A Response from Clive Hamilton, professor of public ethics at the Centre for Applied Philosophy and Public Ethics, a joint center of Charles Sturt University and the University of Melbourne
The ecomoderns’ techno-fetishism is possible only because they don’t think about politics. It is true that thinking about the politics of climate change is depressing. For those who “embrace an optimistic view toward human capacities and the future,” the easiest path is to ignore the messy world of politics and focus one’s gaze on humankind’s amazing technological achievements.
And so in the manifesto, which tells a story of how we got here and where we should go, there is no mention of the forces, national and international, that have given us rising carbon dioxide concentrations, acidifying oceans and all the rest. We look in vain to find reference to the proven power of corporations and lobbyists to stop environmental laws, or to the total victory of money politics in the United States, now entrenched after Citizens United. Exxon and organized denialism do not appear even between the lines.

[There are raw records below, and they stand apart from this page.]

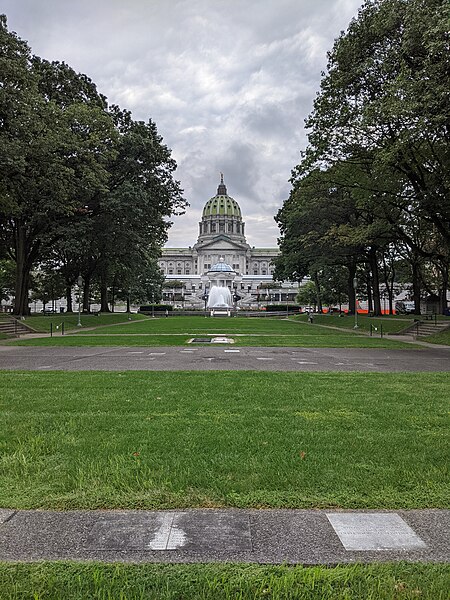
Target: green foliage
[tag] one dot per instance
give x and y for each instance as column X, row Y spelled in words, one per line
column 83, row 188
column 376, row 171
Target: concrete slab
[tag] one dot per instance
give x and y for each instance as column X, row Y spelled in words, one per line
column 374, row 531
column 193, row 531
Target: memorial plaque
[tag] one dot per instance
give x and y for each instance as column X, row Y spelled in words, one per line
column 6, row 514
column 374, row 531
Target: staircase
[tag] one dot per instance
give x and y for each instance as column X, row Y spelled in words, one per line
column 425, row 329
column 12, row 327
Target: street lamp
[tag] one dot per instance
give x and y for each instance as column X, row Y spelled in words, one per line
column 205, row 298
column 287, row 302
column 79, row 283
column 355, row 285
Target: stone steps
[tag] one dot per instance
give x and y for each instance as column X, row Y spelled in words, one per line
column 425, row 329
column 13, row 327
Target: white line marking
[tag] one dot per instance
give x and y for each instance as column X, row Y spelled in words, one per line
column 168, row 536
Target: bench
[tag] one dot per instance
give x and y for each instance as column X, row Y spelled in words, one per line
column 429, row 316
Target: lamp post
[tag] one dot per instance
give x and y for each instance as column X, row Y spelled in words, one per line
column 205, row 298
column 355, row 285
column 287, row 302
column 79, row 283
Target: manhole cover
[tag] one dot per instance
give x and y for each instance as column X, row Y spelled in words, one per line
column 222, row 340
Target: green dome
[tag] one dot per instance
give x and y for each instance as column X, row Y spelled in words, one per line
column 222, row 205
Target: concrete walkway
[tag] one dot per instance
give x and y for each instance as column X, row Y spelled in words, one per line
column 208, row 358
column 307, row 537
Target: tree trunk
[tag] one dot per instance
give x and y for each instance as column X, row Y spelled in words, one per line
column 369, row 292
column 104, row 295
column 86, row 293
column 23, row 268
column 443, row 289
column 318, row 293
column 415, row 271
column 69, row 298
column 350, row 290
column 375, row 282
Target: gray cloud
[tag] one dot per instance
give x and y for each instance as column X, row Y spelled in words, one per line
column 228, row 83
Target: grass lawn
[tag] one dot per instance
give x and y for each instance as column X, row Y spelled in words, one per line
column 245, row 439
column 41, row 323
column 95, row 581
column 390, row 323
column 440, row 338
column 247, row 331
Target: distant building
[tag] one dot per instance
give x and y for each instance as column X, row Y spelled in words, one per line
column 221, row 254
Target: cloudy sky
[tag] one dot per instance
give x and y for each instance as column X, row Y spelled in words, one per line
column 228, row 83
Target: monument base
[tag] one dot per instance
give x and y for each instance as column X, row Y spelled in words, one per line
column 220, row 312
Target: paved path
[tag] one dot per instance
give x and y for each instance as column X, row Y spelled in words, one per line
column 223, row 358
column 263, row 536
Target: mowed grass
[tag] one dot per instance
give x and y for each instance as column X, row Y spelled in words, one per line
column 440, row 338
column 386, row 323
column 243, row 439
column 177, row 331
column 41, row 323
column 95, row 581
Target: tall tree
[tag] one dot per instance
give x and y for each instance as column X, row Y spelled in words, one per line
column 52, row 155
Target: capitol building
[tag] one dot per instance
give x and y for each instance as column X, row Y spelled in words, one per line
column 221, row 256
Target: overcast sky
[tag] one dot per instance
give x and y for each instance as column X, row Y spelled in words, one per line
column 227, row 82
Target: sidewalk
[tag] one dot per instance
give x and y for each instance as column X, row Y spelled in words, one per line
column 307, row 537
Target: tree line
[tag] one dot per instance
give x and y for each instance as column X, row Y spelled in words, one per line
column 84, row 188
column 370, row 198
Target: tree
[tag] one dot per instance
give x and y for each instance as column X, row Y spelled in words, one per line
column 379, row 133
column 52, row 155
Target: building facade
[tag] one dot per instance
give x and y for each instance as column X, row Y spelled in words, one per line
column 221, row 240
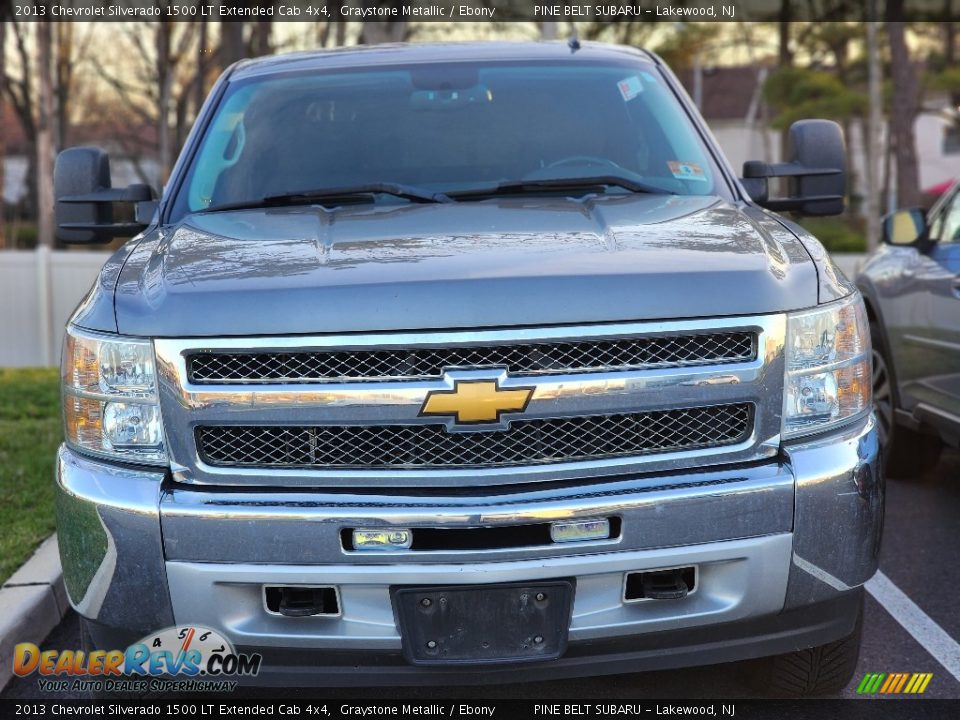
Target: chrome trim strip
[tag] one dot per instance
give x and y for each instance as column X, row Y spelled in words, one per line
column 186, row 405
column 248, row 525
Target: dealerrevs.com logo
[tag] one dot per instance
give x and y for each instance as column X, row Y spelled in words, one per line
column 176, row 659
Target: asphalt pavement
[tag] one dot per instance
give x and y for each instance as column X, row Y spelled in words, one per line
column 920, row 538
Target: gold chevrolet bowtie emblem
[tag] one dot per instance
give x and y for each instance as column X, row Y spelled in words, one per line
column 476, row 401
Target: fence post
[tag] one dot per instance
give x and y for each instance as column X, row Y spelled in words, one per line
column 44, row 305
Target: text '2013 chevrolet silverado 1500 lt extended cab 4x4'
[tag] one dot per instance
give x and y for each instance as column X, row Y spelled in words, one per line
column 470, row 363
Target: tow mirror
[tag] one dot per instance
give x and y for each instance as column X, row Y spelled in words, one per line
column 817, row 171
column 905, row 227
column 85, row 198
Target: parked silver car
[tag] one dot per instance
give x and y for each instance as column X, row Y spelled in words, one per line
column 470, row 363
column 911, row 287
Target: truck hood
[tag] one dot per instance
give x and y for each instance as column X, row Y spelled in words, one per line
column 495, row 263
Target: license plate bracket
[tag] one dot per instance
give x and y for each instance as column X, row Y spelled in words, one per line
column 477, row 624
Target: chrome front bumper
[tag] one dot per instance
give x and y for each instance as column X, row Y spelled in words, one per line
column 140, row 553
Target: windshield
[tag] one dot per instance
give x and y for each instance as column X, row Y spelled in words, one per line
column 447, row 128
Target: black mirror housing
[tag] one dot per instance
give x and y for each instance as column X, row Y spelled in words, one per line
column 817, row 171
column 84, row 198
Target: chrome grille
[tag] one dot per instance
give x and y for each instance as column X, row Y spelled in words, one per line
column 520, row 359
column 428, row 446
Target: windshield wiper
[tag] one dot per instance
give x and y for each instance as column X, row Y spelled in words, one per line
column 336, row 196
column 594, row 183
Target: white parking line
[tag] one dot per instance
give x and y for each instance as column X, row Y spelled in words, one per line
column 915, row 621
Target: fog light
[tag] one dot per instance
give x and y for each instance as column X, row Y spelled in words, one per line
column 386, row 539
column 578, row 530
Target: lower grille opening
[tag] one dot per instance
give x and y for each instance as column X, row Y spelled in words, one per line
column 492, row 538
column 294, row 601
column 525, row 442
column 671, row 584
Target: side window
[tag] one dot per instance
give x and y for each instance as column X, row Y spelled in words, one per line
column 946, row 226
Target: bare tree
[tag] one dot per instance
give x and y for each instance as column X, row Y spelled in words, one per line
column 231, row 41
column 4, row 10
column 44, row 70
column 19, row 92
column 906, row 94
column 872, row 148
column 377, row 31
column 160, row 82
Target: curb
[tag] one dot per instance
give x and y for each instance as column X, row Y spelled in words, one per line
column 33, row 601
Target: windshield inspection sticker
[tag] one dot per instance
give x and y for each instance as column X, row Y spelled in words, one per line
column 686, row 171
column 630, row 87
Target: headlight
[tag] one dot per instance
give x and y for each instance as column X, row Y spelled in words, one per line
column 110, row 403
column 828, row 371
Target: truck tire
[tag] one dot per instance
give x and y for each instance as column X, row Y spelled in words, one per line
column 907, row 455
column 822, row 670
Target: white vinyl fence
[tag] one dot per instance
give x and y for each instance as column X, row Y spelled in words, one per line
column 38, row 292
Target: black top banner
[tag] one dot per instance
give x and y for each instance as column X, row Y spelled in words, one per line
column 199, row 706
column 483, row 10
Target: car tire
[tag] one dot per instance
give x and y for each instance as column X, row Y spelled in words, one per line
column 822, row 670
column 907, row 455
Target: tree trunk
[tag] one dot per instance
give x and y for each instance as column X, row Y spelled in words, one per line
column 262, row 37
column 950, row 46
column 203, row 55
column 44, row 69
column 784, row 59
column 164, row 91
column 377, row 31
column 904, row 110
column 231, row 42
column 3, row 123
column 64, row 83
column 872, row 147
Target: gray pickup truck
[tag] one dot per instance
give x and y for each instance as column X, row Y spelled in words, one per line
column 470, row 363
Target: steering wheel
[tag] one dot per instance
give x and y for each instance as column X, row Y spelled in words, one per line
column 584, row 160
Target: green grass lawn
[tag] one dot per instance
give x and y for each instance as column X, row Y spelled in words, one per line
column 30, row 431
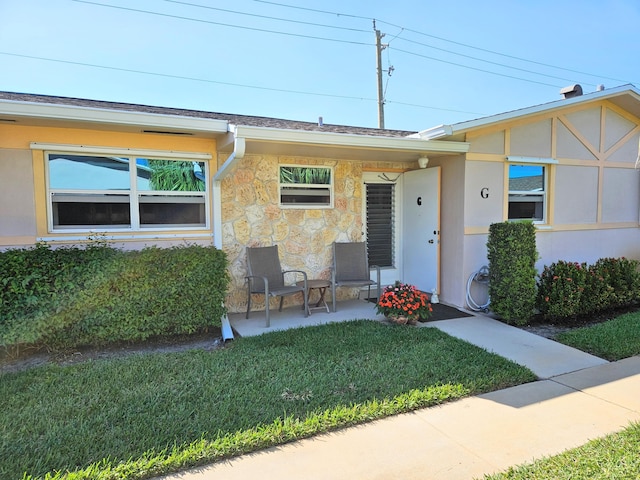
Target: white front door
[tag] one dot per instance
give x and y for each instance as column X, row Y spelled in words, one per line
column 421, row 228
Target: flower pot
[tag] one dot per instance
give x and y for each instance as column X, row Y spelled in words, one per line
column 399, row 319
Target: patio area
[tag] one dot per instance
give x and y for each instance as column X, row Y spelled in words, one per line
column 293, row 317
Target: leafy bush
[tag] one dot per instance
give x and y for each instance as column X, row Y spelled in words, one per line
column 512, row 275
column 567, row 290
column 35, row 281
column 621, row 275
column 560, row 289
column 101, row 295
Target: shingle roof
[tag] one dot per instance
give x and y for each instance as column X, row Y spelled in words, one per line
column 231, row 118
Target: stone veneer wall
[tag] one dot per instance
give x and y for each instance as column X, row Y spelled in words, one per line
column 251, row 216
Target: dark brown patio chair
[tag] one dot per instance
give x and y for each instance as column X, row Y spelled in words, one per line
column 351, row 269
column 267, row 278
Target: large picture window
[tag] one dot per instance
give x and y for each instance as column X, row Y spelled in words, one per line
column 527, row 192
column 122, row 192
column 306, row 187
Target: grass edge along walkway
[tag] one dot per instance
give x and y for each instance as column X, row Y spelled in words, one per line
column 279, row 432
column 357, row 344
column 609, row 457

For the ecomoderns, the story of the past and the story of the future revolve around one thing: “Meaningful climate mitigation is fundamentally a technological challenge.” It’s an entire historiography in which the human relationship to the natural world depends essentially on human ingenuity and entrepreneurship. It is not kings, presidents, proletarians or generals who make history — but rather scientists, inventors and engineers, and it is they who will save us.
If you believe that solving the climate change problem “is fundamentally a technological challenge,” then we are in this mess not because of the power of the fossil fuel lobby, not because of the influence of the campaign of denial, not because of money politics, not because persuading consumers to accept a price on carbon seems too hard, and not because getting international cooperation has been fraught. No, we are in this mess because technology has not evolved quickly enough to avoid it.